Only God Forgives

      Only God Forgives






      Only God Forgives
      (Only God Forgives)
      mit Ryan Gosling, Kristin Scott Thomas, Vithaya Pansringarm, Gordon Brown, Yayaying Rhatha Phongam, Tom Burke, Sahajak Boonthanakit, Pitchawat Petchayahon, Charlie Ruedpokanon, Kowit Wattanakul, Wannisa Peungpa
      Regie: Nicolas Winding Refn
      Drehbuch: Nicolas Winding Refn
      Kamera: Larry Smith
      Musik: Cliff Martinez
      FSK 16
      Frankreich / Schweden / Thailand / USA /2013

      Die ungleichen Brüder Julian (Ryan Gosling) und Billy (Tom Burke) leben in Bangkoks Rotlichtviertel inmitten von Luxus, Sex, Sünde und Verbrechen. Dreh- und Angelpunkt für ihre illegalen Geschäfte ist ihr Kickbox-Club. Der unbarmherzige Kopf des Familienkartells ist jedoch ihre unnahbare, schöne und erbarmungslose Mutter Crystal (Kristin Scott Thomas). Als Billy eine Frau tötet, sorgt ein selbsternannter Racheengel (Vithaya Pansringarm) auf seine ganz eigene Art für Gerechtigkeit und Billy bezahlt seine Tat mit dem Leben. Die trauernde Crystal sinnt auf Rache und schickt Julian auf eine blutige Jagd nach Vergeltung durch Bangkoks Unterwelt...
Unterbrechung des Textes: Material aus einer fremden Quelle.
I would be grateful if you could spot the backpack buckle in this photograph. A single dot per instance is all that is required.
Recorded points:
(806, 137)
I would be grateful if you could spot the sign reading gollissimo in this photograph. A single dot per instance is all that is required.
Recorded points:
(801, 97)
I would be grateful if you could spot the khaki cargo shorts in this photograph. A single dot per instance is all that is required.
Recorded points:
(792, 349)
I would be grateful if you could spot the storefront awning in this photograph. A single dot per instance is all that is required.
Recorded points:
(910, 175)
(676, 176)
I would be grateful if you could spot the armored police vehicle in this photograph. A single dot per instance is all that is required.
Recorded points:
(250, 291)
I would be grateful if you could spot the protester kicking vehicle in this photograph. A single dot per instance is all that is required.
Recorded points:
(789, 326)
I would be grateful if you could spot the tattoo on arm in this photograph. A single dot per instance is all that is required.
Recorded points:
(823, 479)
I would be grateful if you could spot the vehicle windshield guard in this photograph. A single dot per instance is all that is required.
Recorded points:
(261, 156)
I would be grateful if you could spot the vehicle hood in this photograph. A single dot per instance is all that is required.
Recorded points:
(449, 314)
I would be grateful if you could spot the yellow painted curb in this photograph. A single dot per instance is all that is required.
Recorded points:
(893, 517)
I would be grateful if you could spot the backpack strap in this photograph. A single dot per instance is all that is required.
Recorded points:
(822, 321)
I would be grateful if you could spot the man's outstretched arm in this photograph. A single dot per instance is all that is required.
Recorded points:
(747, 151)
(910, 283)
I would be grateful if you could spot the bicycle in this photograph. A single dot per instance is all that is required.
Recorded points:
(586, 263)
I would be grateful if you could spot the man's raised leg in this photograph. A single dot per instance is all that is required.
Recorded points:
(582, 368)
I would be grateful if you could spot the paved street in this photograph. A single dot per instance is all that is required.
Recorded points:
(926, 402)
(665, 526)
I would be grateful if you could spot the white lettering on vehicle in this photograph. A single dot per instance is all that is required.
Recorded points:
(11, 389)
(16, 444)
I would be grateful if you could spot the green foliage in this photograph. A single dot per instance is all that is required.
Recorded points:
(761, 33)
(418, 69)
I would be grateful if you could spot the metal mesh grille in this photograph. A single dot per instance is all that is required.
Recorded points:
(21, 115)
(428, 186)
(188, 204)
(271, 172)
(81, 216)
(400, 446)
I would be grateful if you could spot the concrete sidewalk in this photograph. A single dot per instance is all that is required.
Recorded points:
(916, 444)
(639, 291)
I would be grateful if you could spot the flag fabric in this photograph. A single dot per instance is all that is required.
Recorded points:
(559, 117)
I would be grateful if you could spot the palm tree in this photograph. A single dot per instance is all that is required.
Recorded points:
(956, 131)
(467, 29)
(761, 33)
      Nachdem das Gespann Nicolas Winding Refn und Ryan Gosling schon mit "Drive" einen riesigen Erfolg feierte liegt nun mit "Only God Forgives" das nächste Werk vor, in dem Regisseur und Hauptdarsteller zusammen arbeiten. Aufgrund der ziemlich eindeutigen Inhaltsangabe könnte man nun einen recht klassischen Rache-Thriller erwarten, doch was Refn hier in Szene gesetzt hat, lässt lediglich das Thema Rache im Vordergrund erkennen, sondert sich aber ansonsten von den üblichen Genre-Vertretern ab. Dies geschieht dann sogar auf eine doch ziemlich drastische Art und Weise, denn das Szenario lässt schon nach wenigen Minuten erkennen, das die üblichen Strukturen des Rache-Thrillers hier nicht greifen. So bekommt man im Prinzip eine Geschichte präsentiert die mehr Fragen aufwirft als das sie diese beantworten würde. Zudem offenbart sich eigentlich noch nicht einmal eine wirkliche Handlung, wodurch das Geschehen an etlichen Stellen eher verwirrend erscheint, aber gerade aus diesem Aspekt seinen ganz besonderen Reiz bezieht. Anstatt dem Zuschauer nämlich eine strukturierte Handlung zu präsentieren, setzt Refn in seinem Film auf visuelle Stärken und untermalt seine Erzählung mit einem äußerst kräftigen Farbenspiel, das größtenteils schon eine hypnotische Faszination auf den Betrachter ausübt. Dadurch entsteht eine Art Sog, die einen ganz automatisch immer tiefer in die Ereignisse hinein zieht und phasenweise überkommt einen dabei das Gefühl, das man nur schwerlich zwischen Realität und Fiktion unterscheiden kann. Die zu großen Teilen recht wild aneinander gefügten Bildfolgen suggerieren nämlich den Eindruck surrealer Passagen und diverse Schauplätze des Ganzen lassen sogar einen leicht futuristischen Anstrich, so das die ganze Chose stellenweise schon an Werke von David Lynch erinnert.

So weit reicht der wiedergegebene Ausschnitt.